A MINISTER overseeing the possible privatisation of a Newport civil service office said he didn’t expect job losses there.
However Francis Maude, Cabinet Office Minister, left open the possibility for the Ministry of Justice shared service centre to stay in Government hands.
There are fears from unions and MPs that people could be faced with their jobs being off-shored.
Under the current proposals the centre, based at Celtic Springs business park, could be kept within the ministry or joined with either a private firm or a public private joint venture.
Mr Maude, who spoke to the Argus while he was on a visit to Airbus in Newport on Friday, said : “We are very sensitive to the need to provide as much certainty as possible.
“Certainly I don’t have any expectation there will be further job losses.”
But the minister added: “No one, whether in the private sector or in the civil service, can be given absolute certainty that all jobs will be protected.”
He said: “There’s no assumption that the only way to improve shared services is outsourcing.
“I don’t have a dogmatic view about what the right way for the MoJ shared service centre will be.

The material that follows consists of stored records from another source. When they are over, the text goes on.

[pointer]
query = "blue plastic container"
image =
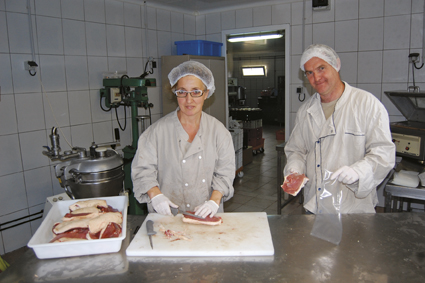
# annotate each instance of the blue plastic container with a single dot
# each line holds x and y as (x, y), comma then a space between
(199, 47)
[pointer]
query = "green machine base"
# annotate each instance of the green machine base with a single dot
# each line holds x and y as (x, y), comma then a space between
(135, 208)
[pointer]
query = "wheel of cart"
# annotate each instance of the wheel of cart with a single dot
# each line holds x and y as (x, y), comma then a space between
(259, 148)
(239, 172)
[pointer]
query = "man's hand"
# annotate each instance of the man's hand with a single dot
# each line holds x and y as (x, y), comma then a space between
(208, 208)
(293, 171)
(345, 175)
(162, 204)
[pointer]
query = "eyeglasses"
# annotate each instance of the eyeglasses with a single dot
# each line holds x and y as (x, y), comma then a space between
(183, 93)
(318, 70)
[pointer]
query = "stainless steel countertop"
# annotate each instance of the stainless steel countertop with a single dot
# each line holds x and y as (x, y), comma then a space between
(385, 247)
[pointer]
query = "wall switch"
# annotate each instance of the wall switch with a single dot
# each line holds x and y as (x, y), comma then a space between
(30, 65)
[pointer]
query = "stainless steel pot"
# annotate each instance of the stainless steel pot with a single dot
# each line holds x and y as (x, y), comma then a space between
(92, 176)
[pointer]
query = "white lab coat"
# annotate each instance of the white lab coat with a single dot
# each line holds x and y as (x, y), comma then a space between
(356, 135)
(187, 180)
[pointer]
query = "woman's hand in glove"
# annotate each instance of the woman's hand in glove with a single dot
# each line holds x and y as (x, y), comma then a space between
(162, 204)
(208, 208)
(345, 175)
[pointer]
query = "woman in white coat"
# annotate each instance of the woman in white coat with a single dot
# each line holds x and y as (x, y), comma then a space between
(186, 159)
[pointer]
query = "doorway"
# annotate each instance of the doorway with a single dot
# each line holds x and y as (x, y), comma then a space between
(261, 90)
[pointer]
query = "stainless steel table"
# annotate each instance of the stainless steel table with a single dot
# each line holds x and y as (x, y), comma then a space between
(394, 192)
(386, 247)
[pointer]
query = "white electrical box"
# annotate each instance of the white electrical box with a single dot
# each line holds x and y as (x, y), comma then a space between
(115, 95)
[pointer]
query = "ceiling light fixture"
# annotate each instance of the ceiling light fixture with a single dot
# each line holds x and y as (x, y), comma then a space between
(251, 37)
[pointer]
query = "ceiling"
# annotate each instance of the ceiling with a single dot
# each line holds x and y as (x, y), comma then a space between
(202, 6)
(251, 48)
(255, 48)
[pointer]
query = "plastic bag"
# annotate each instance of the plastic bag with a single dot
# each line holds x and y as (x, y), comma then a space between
(327, 225)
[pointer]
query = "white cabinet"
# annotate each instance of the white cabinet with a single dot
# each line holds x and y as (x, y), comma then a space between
(216, 105)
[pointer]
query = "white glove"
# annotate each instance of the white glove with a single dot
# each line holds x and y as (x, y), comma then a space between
(162, 204)
(208, 208)
(345, 175)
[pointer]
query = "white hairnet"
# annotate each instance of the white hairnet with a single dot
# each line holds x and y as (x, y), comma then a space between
(323, 52)
(193, 68)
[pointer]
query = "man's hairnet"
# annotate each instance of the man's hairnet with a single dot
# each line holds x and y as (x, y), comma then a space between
(323, 52)
(193, 68)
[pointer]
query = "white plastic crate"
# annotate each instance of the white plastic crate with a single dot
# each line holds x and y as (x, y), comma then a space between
(40, 240)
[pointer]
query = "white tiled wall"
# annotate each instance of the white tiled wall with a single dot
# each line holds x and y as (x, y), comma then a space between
(77, 40)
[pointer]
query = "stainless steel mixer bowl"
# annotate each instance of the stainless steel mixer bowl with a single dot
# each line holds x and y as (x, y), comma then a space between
(97, 184)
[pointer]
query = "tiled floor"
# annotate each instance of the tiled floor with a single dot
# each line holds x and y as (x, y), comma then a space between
(257, 189)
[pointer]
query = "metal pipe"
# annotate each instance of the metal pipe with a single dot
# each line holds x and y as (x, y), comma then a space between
(134, 124)
(423, 37)
(30, 28)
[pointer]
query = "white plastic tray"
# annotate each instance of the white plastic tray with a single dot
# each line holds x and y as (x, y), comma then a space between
(43, 249)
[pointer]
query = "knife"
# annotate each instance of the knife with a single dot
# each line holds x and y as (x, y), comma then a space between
(149, 228)
(174, 211)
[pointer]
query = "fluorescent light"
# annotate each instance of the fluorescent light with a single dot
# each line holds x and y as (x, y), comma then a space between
(254, 37)
(253, 71)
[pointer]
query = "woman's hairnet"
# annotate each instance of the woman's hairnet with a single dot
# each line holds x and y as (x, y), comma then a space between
(193, 68)
(323, 52)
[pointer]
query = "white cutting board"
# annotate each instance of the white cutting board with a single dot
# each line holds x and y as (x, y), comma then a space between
(240, 234)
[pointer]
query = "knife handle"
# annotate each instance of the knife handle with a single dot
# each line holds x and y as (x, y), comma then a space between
(149, 227)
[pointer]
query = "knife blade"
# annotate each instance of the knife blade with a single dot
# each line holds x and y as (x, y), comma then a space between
(175, 211)
(149, 228)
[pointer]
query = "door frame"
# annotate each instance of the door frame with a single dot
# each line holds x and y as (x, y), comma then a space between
(286, 27)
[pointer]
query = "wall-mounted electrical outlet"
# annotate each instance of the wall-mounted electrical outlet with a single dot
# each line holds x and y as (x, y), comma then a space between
(414, 57)
(30, 65)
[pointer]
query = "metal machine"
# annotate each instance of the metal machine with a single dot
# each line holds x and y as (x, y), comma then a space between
(129, 92)
(87, 174)
(236, 96)
(409, 136)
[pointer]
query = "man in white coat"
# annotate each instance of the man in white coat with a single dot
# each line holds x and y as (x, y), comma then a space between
(341, 134)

“The thing we absolutely have to do is ensure that we get maximum value for taxpayer money, while at the same time maximising opportunity for skilled and experienced staff to expand what they do.”
Mr Maude, who has oversight of the shared service programme, claimed that the former Department for Transport shared service centre in Swansea is now recruiting after it was outsourced to a private firm.
The Conservative MP said there was no timescale for when an announcement will be made.
Mr Maude visited the Office of National Statistics in Newport and Airbus at Celtic Springs, where he met some of the firm’s apprentices.
However, he didn’t visit the MoJ centre, which is located nearby.
Around 700 full-time permanent staff and 300 casual, fixed term or agency workers work at the office.